We’ll stop here with the Lox language and our two interpreters. We could tinker on it forever, adding new language features and clever speed improvements. But, for this book, I think we’ve reached a natural place to call our work complete. I won’t rehash everything we’ve learned in the past many pages. You were there with me and you remember. Instead, I’d like to take a minute to talk about where you might go from here. What is the next step in your programming language journey?

Most of you probably won’t spend a significant part of your career working in compilers or interpreters. It’s a pretty small slice of the computer science pie, and an even smaller segment of software engineering in industry. That’s OK. Even if you never work on a compiler again in your life, you will certainly use one, and I hope this book has equipped you with a better understanding of how the programming languages you use are designed and implemented.

You have also learned a handful of important, fundamental data structures, and gotten some practice doing low-level profiling and optimization work. That kind of expertise is helpful no matter what domain you program in.

I also hope I gave you a new way of looking at and solving problems. Even if you never work on a language again, you may be surprised to discover how many programming problems can be seen as language-like. Maybe that report generator you need to write can be modeled as a series of stack-based “instructions” that the generator “executes”. That user interface you need to render looks an awful lot like traversing an AST.

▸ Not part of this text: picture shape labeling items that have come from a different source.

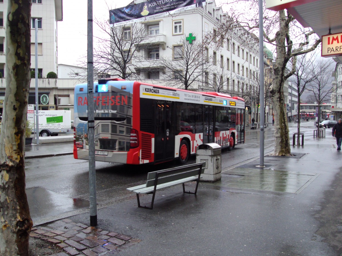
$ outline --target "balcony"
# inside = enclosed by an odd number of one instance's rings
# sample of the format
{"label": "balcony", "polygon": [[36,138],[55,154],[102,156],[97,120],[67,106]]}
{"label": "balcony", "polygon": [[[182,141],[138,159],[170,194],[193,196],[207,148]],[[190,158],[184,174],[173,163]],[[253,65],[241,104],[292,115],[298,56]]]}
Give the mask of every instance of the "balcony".
{"label": "balcony", "polygon": [[141,43],[134,45],[134,46],[139,49],[142,49],[146,46],[153,45],[161,45],[161,48],[165,50],[166,47],[166,36],[162,34],[156,35],[146,35],[146,38]]}

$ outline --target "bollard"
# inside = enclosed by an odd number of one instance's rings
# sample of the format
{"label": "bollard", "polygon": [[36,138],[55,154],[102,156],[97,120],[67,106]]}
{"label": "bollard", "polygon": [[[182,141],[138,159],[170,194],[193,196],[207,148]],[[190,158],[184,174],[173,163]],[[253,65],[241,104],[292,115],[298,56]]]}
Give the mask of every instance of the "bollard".
{"label": "bollard", "polygon": [[293,141],[292,142],[292,146],[294,146],[295,145],[295,140],[296,140],[296,134],[297,135],[298,135],[298,136],[299,136],[300,135],[301,135],[301,136],[302,136],[302,145],[302,145],[302,147],[304,145],[304,133],[302,133],[301,132],[299,134],[298,134],[298,132],[296,132],[295,133],[293,133]]}

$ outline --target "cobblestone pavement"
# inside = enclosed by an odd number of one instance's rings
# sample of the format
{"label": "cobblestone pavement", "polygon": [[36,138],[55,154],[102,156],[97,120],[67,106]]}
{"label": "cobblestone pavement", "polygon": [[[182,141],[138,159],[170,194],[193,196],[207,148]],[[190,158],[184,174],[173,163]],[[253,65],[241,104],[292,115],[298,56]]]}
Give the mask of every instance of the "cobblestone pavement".
{"label": "cobblestone pavement", "polygon": [[64,252],[55,256],[109,255],[141,240],[64,219],[33,228],[30,236],[48,241]]}

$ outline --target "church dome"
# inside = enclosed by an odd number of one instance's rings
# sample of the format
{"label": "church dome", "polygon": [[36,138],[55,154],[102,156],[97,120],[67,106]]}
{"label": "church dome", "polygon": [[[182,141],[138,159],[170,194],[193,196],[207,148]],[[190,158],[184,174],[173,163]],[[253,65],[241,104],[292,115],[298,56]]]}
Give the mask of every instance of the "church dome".
{"label": "church dome", "polygon": [[266,46],[264,45],[264,53],[267,56],[267,58],[273,60],[273,55],[272,53],[270,50],[268,49],[266,47]]}

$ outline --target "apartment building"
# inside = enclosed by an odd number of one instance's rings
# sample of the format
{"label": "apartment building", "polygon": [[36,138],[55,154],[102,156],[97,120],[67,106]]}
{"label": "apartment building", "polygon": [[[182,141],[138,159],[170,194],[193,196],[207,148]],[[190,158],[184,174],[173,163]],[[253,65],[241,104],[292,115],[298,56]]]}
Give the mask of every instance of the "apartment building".
{"label": "apartment building", "polygon": [[[47,79],[46,76],[51,71],[58,74],[58,47],[57,22],[63,20],[63,0],[32,0],[31,18],[31,70],[35,70],[35,20],[38,21],[38,96],[40,110],[54,110],[57,109],[58,99],[70,93],[72,89],[58,90],[57,80]],[[3,100],[6,88],[6,53],[4,45],[6,43],[5,28],[8,0],[0,1],[0,113],[2,113]],[[68,87],[69,86],[68,85]],[[31,80],[28,98],[28,103],[34,104],[35,100],[35,81]],[[40,101],[40,97],[47,95],[48,102]],[[58,97],[60,98],[58,98]],[[69,96],[67,96],[68,97]],[[46,98],[46,97],[45,97]],[[72,97],[71,97],[72,98]],[[68,100],[68,105],[73,104],[73,98]]]}
{"label": "apartment building", "polygon": [[331,107],[330,111],[334,116],[335,120],[342,118],[342,64],[338,60],[333,58],[336,62],[333,73],[334,79],[332,81],[333,89],[331,93]]}
{"label": "apartment building", "polygon": [[[219,90],[219,92],[240,96],[248,101],[259,77],[259,39],[242,28],[230,31],[224,35],[219,34],[218,28],[226,20],[222,8],[213,0],[203,4],[202,7],[176,15],[166,13],[161,18],[140,22],[145,28],[147,37],[136,45],[139,48],[136,54],[138,56],[130,63],[138,71],[136,78],[150,83],[184,88],[179,74],[185,72],[186,67],[180,68],[177,63],[183,58],[185,44],[204,43],[206,37],[210,34],[212,41],[202,53],[210,63],[188,89]],[[129,25],[126,26],[123,33],[129,37]],[[174,70],[170,70],[172,65],[168,67],[159,61],[167,58],[173,62]],[[136,59],[139,61],[134,60]],[[170,77],[174,80],[171,83]]]}

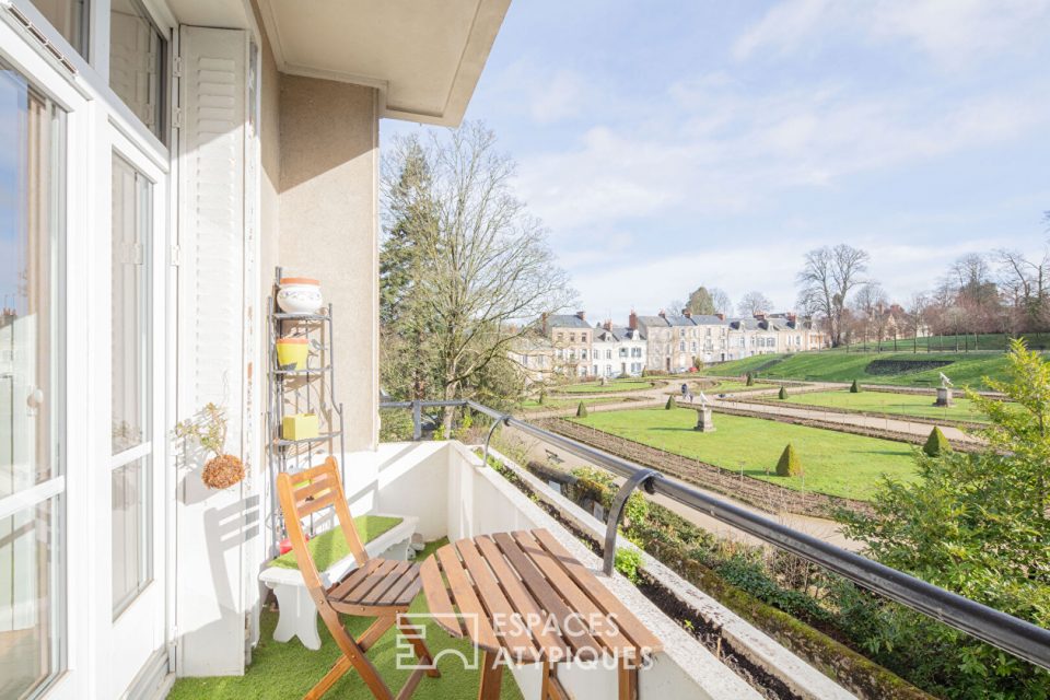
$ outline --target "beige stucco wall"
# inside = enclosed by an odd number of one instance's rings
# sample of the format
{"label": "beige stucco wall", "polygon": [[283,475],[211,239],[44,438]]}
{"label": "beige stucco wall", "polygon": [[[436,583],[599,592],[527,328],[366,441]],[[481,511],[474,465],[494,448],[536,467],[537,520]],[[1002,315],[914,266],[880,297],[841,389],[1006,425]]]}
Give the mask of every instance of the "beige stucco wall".
{"label": "beige stucco wall", "polygon": [[378,435],[378,94],[280,77],[279,264],[335,305],[336,397],[347,450]]}

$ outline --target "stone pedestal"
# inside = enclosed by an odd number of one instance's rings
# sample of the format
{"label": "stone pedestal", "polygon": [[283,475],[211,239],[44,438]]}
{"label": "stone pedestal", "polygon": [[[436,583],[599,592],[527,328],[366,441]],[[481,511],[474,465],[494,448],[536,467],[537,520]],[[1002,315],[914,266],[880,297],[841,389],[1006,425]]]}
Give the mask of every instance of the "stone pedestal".
{"label": "stone pedestal", "polygon": [[714,432],[714,419],[711,417],[710,408],[701,408],[700,410],[697,411],[696,430],[699,430],[702,433]]}

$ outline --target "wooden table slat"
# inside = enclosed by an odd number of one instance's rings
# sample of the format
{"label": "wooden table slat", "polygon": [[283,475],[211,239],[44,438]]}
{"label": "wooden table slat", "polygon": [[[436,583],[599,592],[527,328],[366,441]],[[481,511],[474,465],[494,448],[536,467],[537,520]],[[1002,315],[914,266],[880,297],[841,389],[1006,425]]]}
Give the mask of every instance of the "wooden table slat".
{"label": "wooden table slat", "polygon": [[474,593],[474,586],[463,569],[463,562],[456,555],[452,545],[445,545],[435,552],[441,568],[448,579],[448,585],[452,588],[452,595],[459,607],[459,614],[464,616],[464,622],[467,628],[467,634],[477,646],[497,653],[500,650],[500,643],[492,631],[489,622],[488,611],[478,600]]}
{"label": "wooden table slat", "polygon": [[575,617],[575,614],[558,596],[528,556],[522,551],[517,541],[508,533],[497,533],[492,536],[492,539],[521,575],[524,585],[557,622],[562,640],[572,648],[574,655],[581,661],[596,660],[602,653],[602,645],[585,629],[580,629],[579,621],[571,619]]}
{"label": "wooden table slat", "polygon": [[503,586],[511,603],[525,616],[529,631],[532,631],[536,643],[544,650],[545,657],[553,663],[569,658],[569,646],[547,623],[548,614],[540,608],[539,604],[522,584],[521,579],[503,559],[503,555],[492,538],[478,537],[475,544],[500,581],[500,585]]}
{"label": "wooden table slat", "polygon": [[[639,650],[615,623],[607,622],[605,610],[599,608],[584,591],[573,581],[557,558],[542,548],[528,530],[513,533],[514,539],[528,558],[544,572],[548,582],[558,594],[578,612],[579,625],[588,626],[598,633],[597,640],[615,656],[637,657]],[[600,626],[600,629],[597,627]]]}
{"label": "wooden table slat", "polygon": [[463,628],[456,621],[456,611],[452,607],[448,590],[445,588],[445,582],[441,578],[441,570],[434,557],[428,557],[419,568],[419,578],[423,582],[427,609],[434,616],[433,619],[450,634],[463,637]]}
{"label": "wooden table slat", "polygon": [[594,573],[584,567],[580,561],[569,553],[558,539],[546,529],[537,529],[533,535],[544,548],[547,549],[568,572],[568,574],[580,585],[580,587],[606,612],[612,615],[612,619],[619,626],[620,630],[639,649],[650,652],[663,650],[663,643],[656,639],[648,627],[639,620],[627,606],[625,606],[616,595],[606,588]]}
{"label": "wooden table slat", "polygon": [[[492,629],[497,632],[503,649],[510,655],[510,660],[514,663],[535,663],[539,661],[539,653],[533,644],[527,628],[524,627],[525,620],[506,599],[499,581],[478,553],[474,541],[471,539],[460,539],[455,542],[455,547],[474,580],[478,595],[489,611]],[[500,620],[502,620],[502,625]]]}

If you do want to go further down the programming language rabbit hole, here are some suggestions for which branches in the tunnel to explore:

Or maybe this book has satisfied your craving and you’ll stop here. Whichever way you go, or don’t go, there is one lesson I hope to lodge in your heart. Like I was, you may have initially been intimidated by programming languages. But in these chapters, you’ve seen that even really challenging material can be tackled by us mortals if we get our hands dirty and take it a step at a time. If you can handle compilers and interpreters, you can do that with anything you put your mind to.

Challenges

Assigning homework on the last day of school seems cruel but if you really want something to do during your summer vacation:

  1. Fire up your profiler, run a couple of benchmarks, and look for other hotspots in the VM. Do you see anything in the runtime that you can improve?

  2. Many strings in real-world user programs are small, often only a character or two. This is less of a concern in clox because we intern strings, but most VMs don’t. For those that don’t, heap-allocating a tiny character array for each of those little strings and then representing the value as a pointer to that array is wasteful. Often the pointer is larger than the string’s characters. A classic trick is to have a separate value representation for small strings that stores the characters inline in the value.

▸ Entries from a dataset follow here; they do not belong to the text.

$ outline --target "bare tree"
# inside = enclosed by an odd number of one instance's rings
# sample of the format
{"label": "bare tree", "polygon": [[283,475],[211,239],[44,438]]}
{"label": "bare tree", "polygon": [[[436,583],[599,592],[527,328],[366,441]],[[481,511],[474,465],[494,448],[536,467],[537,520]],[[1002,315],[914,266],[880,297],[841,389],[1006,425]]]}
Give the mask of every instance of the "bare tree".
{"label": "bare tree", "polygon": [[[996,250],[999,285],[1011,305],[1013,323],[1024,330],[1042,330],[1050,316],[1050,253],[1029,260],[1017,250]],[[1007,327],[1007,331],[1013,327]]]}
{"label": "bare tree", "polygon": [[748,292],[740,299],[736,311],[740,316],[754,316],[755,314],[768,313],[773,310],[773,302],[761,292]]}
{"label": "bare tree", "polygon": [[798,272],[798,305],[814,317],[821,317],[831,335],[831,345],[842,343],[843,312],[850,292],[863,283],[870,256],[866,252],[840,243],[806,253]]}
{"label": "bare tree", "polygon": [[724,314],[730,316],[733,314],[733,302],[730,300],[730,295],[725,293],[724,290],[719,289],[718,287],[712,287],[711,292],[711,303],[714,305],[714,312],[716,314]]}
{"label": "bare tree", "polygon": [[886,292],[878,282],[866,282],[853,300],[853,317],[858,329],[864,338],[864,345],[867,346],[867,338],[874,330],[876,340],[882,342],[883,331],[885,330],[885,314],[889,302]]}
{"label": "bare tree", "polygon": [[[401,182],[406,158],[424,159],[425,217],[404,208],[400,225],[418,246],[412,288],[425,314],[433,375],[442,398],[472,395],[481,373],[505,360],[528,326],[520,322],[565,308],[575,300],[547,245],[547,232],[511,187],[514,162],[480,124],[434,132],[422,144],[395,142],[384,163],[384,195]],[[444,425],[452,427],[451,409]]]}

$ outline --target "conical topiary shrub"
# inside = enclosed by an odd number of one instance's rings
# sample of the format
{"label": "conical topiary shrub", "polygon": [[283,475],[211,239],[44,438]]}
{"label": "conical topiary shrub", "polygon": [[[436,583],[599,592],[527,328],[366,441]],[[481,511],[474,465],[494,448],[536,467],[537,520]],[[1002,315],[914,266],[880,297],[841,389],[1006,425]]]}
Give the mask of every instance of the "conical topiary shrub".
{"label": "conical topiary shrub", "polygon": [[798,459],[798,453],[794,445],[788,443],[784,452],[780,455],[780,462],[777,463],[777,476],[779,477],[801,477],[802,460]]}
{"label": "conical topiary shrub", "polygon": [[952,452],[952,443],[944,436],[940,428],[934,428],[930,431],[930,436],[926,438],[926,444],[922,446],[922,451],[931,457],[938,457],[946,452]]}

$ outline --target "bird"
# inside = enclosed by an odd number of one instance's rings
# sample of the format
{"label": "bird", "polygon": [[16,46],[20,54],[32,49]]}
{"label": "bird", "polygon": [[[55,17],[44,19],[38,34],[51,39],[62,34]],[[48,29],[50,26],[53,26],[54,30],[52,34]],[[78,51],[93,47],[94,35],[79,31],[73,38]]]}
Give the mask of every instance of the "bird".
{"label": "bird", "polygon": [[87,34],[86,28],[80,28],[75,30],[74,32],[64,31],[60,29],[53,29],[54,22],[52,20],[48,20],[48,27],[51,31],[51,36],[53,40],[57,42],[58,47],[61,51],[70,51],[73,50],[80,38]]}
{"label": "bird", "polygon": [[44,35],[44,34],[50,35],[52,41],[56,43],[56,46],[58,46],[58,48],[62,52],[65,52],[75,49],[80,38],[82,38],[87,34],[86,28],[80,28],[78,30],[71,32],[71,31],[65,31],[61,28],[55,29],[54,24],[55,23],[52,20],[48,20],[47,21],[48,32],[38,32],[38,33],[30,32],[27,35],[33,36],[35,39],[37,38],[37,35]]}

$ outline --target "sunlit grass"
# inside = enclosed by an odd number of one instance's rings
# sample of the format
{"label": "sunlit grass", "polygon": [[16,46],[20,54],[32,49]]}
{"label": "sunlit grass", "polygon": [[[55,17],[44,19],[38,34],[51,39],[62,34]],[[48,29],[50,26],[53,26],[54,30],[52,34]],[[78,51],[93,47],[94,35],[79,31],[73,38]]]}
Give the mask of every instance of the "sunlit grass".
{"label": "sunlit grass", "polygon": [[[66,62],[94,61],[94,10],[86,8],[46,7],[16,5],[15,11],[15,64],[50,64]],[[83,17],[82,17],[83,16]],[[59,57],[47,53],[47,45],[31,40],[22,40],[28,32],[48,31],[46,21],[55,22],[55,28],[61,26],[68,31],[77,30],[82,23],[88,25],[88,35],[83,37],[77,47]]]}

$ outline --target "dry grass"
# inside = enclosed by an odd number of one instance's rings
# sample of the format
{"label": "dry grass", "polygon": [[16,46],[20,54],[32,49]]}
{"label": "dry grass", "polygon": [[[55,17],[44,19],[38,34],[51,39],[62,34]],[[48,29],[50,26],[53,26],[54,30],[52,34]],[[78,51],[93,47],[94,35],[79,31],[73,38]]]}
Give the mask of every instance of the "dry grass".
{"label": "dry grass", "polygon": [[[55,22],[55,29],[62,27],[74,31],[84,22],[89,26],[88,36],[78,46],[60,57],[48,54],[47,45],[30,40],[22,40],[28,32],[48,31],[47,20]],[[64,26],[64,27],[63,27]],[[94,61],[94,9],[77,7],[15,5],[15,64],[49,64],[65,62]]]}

    Starting from clox’s original tagged union representation, implement that optimization. Write a couple of relevant benchmarks and see if it helps.

  3. Reflect back on your experience with this book. What parts of it worked well for you? What didn’t? Was it easier for you to learn bottom-up or top-down? Did the illustrations help or distract? Did the analogies clarify or confuse?

    The more you understand your personal learning style, the more effectively you can upload knowledge into your head. You can specifically target material that teaches the way you learn best.